As per AUC criteria, inappropriate PCI at MSH was 3.6% in 2010 and now is <3% as per recent ACC-NCDR data of 3rd Q 2013 with national average of 15-19% during the same time period. That in my opinion should be the lowest in the nation for large volume (> 2000 PCIs/year) PCI centers. Always there will be some cases which will fall in the inappropriate category because of clinical scenario such as pre-op cases (otherwise surgery could be canceled), CAD presenting as Vtach caused by a significant lesion in a small branch etc.


Q
Is there individual ranking by physician? How are you ranked?
A.

Yes we track AUC ranking by the physicians at MSH and all are in 2-6% range for inappropriate PCI. My rank is in 2-3% range.


Q
Do you sometimes confront referring physicians to whom you have to turn down a procedure as it seems inappropriate?
A.

Yes many times, referring cardiologists get upset for not doing PCI especially if it is >80-90% lesion. This used to happen often in 2010 but now over the years by education, all seems to understand the logic and decision making to defer PCI if recommended.


Q
Has it happened the same way with families too who need a procedure to be turned down?
A.

Yes actually, it is more difficult to convince the family that blockage left without PCI will not harm the pt and will not cause any death or heart attack. This process really requires extra steps in explaining and assuring them.


Q
Do you have assigned staff in your cath lab that specifically reviews AUC?
A.

Yes we assigned this task to one of our cath lab nurse practitioner who gives us the report monthly as a whole and as per interventionalists.


Q
Has AUC become an important part of the training for your fellows?
A.

Absolutely yes. AUC assignment of a PCI case before PCI is contemplated has become an integral part of the interventional fellow’s training.
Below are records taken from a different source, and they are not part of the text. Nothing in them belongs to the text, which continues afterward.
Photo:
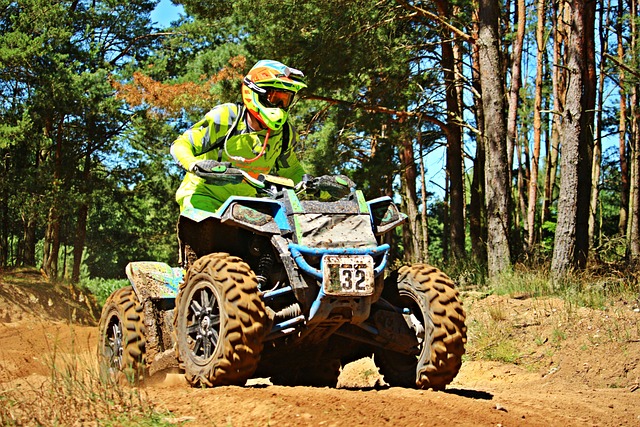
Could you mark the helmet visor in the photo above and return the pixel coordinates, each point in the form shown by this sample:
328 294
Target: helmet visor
275 98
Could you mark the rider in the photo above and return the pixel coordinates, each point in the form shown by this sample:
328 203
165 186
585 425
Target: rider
254 136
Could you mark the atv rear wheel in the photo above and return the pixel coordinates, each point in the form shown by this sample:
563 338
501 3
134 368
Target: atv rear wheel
121 349
219 321
437 318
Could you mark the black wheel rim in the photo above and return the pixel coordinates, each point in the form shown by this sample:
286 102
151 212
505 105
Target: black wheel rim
415 318
114 348
203 322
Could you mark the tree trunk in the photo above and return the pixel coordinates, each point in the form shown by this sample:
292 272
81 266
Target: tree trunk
494 134
597 151
537 130
559 83
565 253
586 147
622 130
423 195
516 84
454 144
477 230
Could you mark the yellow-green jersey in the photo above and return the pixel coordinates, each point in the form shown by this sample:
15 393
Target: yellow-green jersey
223 135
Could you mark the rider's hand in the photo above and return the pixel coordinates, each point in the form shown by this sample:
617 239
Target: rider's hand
208 166
216 173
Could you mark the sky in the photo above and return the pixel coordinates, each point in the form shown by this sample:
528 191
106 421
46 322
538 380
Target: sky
166 12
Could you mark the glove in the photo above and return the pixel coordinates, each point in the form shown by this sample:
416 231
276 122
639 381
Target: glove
216 173
337 186
208 166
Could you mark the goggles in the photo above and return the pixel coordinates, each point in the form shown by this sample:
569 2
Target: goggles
274 98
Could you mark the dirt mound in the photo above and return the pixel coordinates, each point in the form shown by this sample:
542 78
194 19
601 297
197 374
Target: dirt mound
25 294
558 341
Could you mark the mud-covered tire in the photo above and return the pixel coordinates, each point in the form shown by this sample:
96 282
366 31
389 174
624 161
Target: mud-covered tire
219 322
121 346
431 296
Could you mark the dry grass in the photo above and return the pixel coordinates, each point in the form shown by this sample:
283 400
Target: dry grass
74 395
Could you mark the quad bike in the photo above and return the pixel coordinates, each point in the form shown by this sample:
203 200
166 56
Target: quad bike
285 286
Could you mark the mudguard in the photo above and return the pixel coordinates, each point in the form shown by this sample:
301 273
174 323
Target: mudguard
154 280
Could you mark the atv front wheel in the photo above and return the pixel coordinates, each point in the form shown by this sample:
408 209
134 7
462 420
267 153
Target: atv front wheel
436 316
219 321
121 349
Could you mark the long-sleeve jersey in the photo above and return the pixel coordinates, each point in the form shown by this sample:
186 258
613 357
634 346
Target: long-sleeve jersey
223 132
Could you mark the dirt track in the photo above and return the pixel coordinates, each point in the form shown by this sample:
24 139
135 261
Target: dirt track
573 386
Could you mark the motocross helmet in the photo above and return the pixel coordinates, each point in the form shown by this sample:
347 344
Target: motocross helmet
268 91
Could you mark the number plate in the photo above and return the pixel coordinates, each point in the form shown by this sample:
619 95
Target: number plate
348 275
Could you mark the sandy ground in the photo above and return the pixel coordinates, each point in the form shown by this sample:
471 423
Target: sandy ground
576 367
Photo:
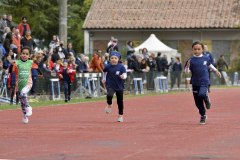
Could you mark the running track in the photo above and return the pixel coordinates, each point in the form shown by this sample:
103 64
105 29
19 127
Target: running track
161 127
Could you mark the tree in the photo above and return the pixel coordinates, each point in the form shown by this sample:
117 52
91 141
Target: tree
43 17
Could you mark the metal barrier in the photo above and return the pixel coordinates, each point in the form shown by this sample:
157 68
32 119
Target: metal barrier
89 83
3 89
161 84
135 82
55 85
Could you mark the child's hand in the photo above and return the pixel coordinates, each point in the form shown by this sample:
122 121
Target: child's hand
218 74
104 81
122 76
188 64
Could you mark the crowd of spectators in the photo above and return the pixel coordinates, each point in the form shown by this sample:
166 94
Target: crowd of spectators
15 36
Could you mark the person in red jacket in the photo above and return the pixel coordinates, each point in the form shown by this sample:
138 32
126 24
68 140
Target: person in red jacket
23 26
66 74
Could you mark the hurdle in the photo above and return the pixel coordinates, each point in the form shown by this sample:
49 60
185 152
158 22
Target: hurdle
161 84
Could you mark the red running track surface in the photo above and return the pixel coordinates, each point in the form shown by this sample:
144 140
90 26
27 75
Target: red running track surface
161 127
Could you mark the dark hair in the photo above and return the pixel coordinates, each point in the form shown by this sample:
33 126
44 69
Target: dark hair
196 43
26 47
24 17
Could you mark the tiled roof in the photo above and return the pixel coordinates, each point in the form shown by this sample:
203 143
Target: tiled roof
163 14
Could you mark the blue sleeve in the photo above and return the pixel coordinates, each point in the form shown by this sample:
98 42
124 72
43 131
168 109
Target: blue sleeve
106 68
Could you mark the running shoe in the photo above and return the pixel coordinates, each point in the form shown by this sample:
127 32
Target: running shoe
25 119
28 111
203 119
108 109
120 119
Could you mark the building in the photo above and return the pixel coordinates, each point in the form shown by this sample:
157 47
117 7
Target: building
176 23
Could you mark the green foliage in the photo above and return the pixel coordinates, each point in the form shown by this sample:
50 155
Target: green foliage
43 17
77 12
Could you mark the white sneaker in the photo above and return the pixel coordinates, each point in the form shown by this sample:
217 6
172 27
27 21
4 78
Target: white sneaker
25 120
28 111
108 109
120 119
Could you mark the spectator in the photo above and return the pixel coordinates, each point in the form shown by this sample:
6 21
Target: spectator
96 63
23 27
2 51
151 75
176 73
10 23
69 51
130 49
35 72
16 41
61 51
55 56
3 24
53 44
145 53
222 66
113 46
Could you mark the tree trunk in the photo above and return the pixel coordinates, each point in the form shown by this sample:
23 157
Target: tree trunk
63 21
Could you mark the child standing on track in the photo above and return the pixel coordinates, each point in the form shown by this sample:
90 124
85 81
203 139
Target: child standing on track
113 76
66 74
199 67
22 69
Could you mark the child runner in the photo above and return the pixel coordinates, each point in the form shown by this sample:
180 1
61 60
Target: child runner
22 69
199 65
113 76
66 73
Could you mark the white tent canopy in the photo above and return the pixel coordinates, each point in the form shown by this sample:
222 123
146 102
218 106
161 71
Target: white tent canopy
154 45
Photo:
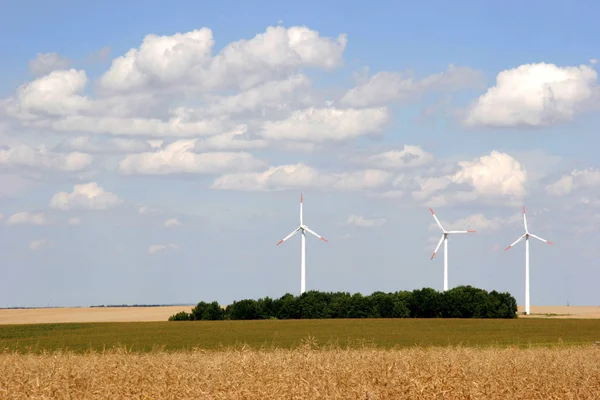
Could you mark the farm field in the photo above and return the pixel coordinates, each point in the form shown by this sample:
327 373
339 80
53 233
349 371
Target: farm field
88 314
135 314
305 372
384 333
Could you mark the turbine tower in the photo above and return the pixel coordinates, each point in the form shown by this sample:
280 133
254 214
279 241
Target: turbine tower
444 239
526 236
302 228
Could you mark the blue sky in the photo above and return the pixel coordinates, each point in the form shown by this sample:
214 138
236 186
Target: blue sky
168 173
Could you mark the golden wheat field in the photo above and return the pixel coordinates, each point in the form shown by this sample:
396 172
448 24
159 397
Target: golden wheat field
162 313
306 372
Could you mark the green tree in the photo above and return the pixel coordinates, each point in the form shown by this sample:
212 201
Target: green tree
180 316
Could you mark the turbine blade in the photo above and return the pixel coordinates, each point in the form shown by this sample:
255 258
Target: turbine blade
515 242
438 246
301 196
437 220
539 238
317 235
288 236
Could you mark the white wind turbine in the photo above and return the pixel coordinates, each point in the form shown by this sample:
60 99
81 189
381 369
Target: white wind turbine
526 237
302 228
444 239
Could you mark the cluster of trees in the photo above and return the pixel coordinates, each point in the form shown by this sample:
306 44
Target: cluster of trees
459 302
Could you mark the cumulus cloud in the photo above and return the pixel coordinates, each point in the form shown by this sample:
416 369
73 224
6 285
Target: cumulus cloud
89 144
47 62
493 174
178 157
185 59
74 221
496 178
100 55
157 248
326 124
363 222
90 196
39 244
534 95
478 222
274 95
385 87
26 218
52 95
172 222
577 179
237 139
25 156
408 157
295 176
145 210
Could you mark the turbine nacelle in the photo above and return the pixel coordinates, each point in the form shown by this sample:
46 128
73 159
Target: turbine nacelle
445 233
526 236
303 229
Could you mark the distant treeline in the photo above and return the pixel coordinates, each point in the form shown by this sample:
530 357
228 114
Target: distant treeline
459 302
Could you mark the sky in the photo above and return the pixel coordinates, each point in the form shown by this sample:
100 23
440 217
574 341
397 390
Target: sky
152 154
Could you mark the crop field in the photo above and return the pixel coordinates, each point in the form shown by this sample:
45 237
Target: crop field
303 359
384 333
306 372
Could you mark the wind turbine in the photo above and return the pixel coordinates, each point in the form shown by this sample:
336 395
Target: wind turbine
526 237
302 228
444 239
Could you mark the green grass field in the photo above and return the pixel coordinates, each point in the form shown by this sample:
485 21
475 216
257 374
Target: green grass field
387 333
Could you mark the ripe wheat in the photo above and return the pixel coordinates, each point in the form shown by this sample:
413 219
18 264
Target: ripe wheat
306 372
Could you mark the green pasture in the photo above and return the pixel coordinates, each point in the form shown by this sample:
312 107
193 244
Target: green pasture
386 333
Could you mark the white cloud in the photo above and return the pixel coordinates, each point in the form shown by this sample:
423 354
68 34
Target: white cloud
175 126
185 59
496 178
88 196
478 222
89 144
578 179
156 248
27 218
179 158
74 221
494 174
237 139
326 124
534 95
385 87
302 176
363 222
172 222
274 95
409 156
25 156
44 63
39 244
55 94
100 55
145 210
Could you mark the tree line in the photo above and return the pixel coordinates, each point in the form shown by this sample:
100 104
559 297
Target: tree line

Many times, they are the first one to point out that a particular PCI case is inappropriate.


Q
In what percentage of cases are you doing platelet testing at your institution?
A.

Now we use platelet inhibition testing by Accumetrics in about 4-5% of PCI cases; cases of possible stent thrombosis and high risk pt where we cannot use Prasugrel or Ticagrelor for some reason.


Q
Do you think that routine platelet testing will happen in the future or that this topic has been adequately demonstrated to have limited utility?
A.

In my opinion, routine platelet testing now and in future will not be of clinical value; this statement is supported by 3 major randomized trial involving over 4000 pts aggregately in last 4 years. Certainly is some special cases, it may be indicated.


Q
Is there one subset of patients where you feel obligated to do platelet testing?
A.

Yes pts who had complex PCI (ULM, multi-vessel PCI using >3 stents, bifurcation PCI with 2 stents, single vessel supplying the heart) and we can’t use more effective agents (Prasugrel or Ticagrelor), should preferably get PRU measured before discharge. If PRU is >230, then either use Clopidogrel 150mg daily or still use newer agents despite their relative contraindications. (Prasugrel 5mg daily is my favorite in these high PRU cases even if pt had prior CVA).